The Backtrack program was started by former jackeroo come social worker Mr Shakeshaft in 2006, who took a few troubled teenage boys who were “destined for prison” and put them in a team situation, helping to run a dog jumping show in a team environment.
Since then the foundation remains the same, although has grown significantly in both size and scope.
Recently Mr Shakeshaft took a top gong at the Australian Crime and Violence Prevention Awards, with the program boasting an astounding 87 per cent success rate.
“One of the points of difference is that we are targeting kids from a lower socioeconomic background – kids more likely to spend a lifetime on welfare - they’re the ones we are really targeting,” Mr Shakeshaft said.

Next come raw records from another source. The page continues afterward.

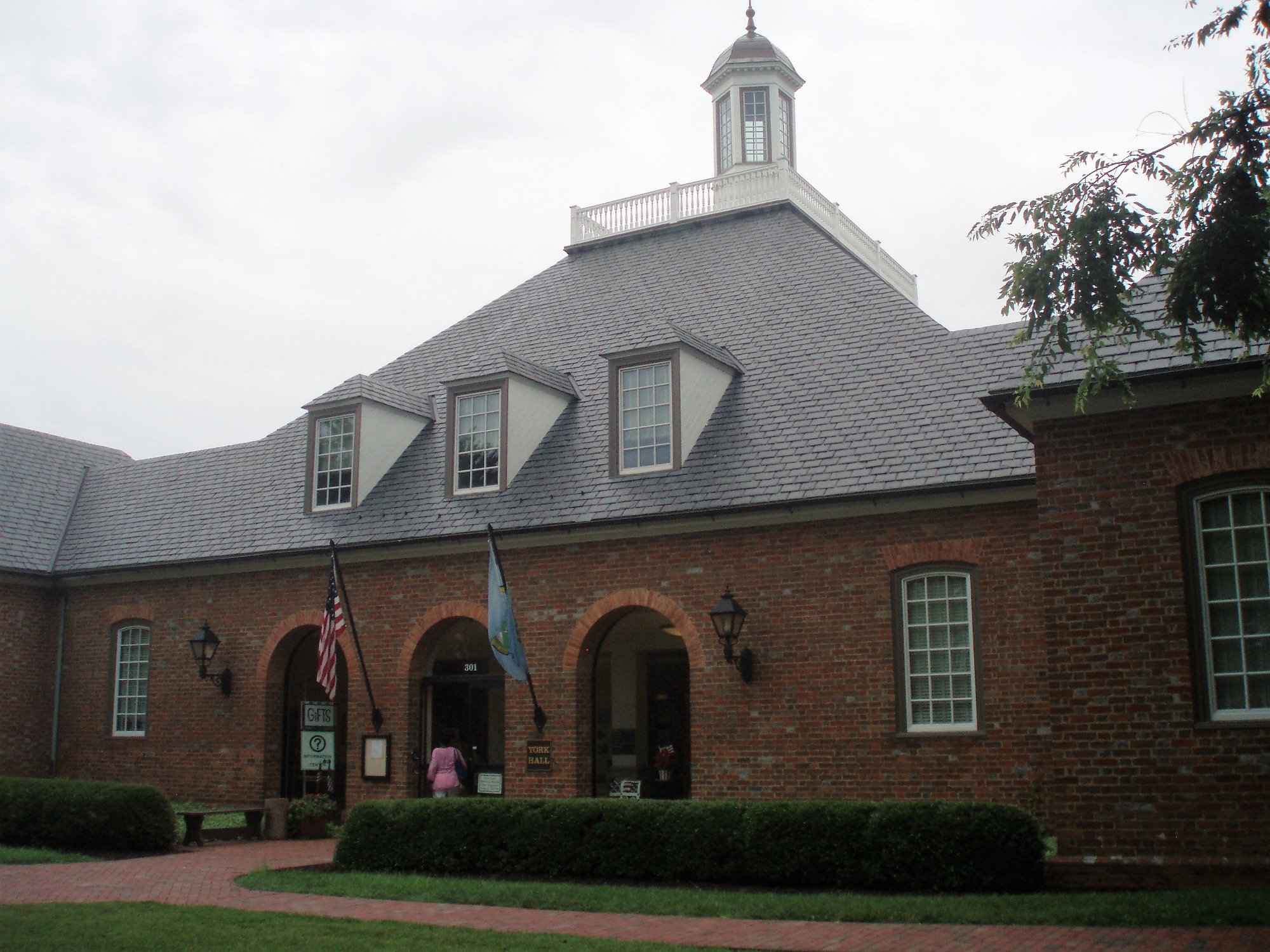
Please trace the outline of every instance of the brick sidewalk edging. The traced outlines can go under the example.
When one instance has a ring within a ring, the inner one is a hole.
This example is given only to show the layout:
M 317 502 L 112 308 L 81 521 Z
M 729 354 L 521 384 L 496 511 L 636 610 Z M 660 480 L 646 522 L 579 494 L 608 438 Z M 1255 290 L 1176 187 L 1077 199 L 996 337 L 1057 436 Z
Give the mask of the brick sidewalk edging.
M 169 902 L 262 913 L 297 913 L 497 932 L 536 932 L 679 946 L 784 952 L 1087 952 L 1270 949 L 1270 928 L 1102 929 L 1055 925 L 903 925 L 707 919 L 570 913 L 259 892 L 234 882 L 262 866 L 330 862 L 333 840 L 227 843 L 108 863 L 0 866 L 0 905 L 29 902 Z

He said the aim was to achieve “punchier outcomes”, by getting kids “away from the cops, and not using the health system”, he hopes to make the youths independent and employable.
“The BackTrack model has shown the way in how innovative work and social training can make disadvantaged kids employable – and how it could take them out of the welfare system,” Mr Marshall said.
“What we’ve seen so far has been outstanding because the BackTrack record has shown an 87 per cent success rate in training young people to find jobs.”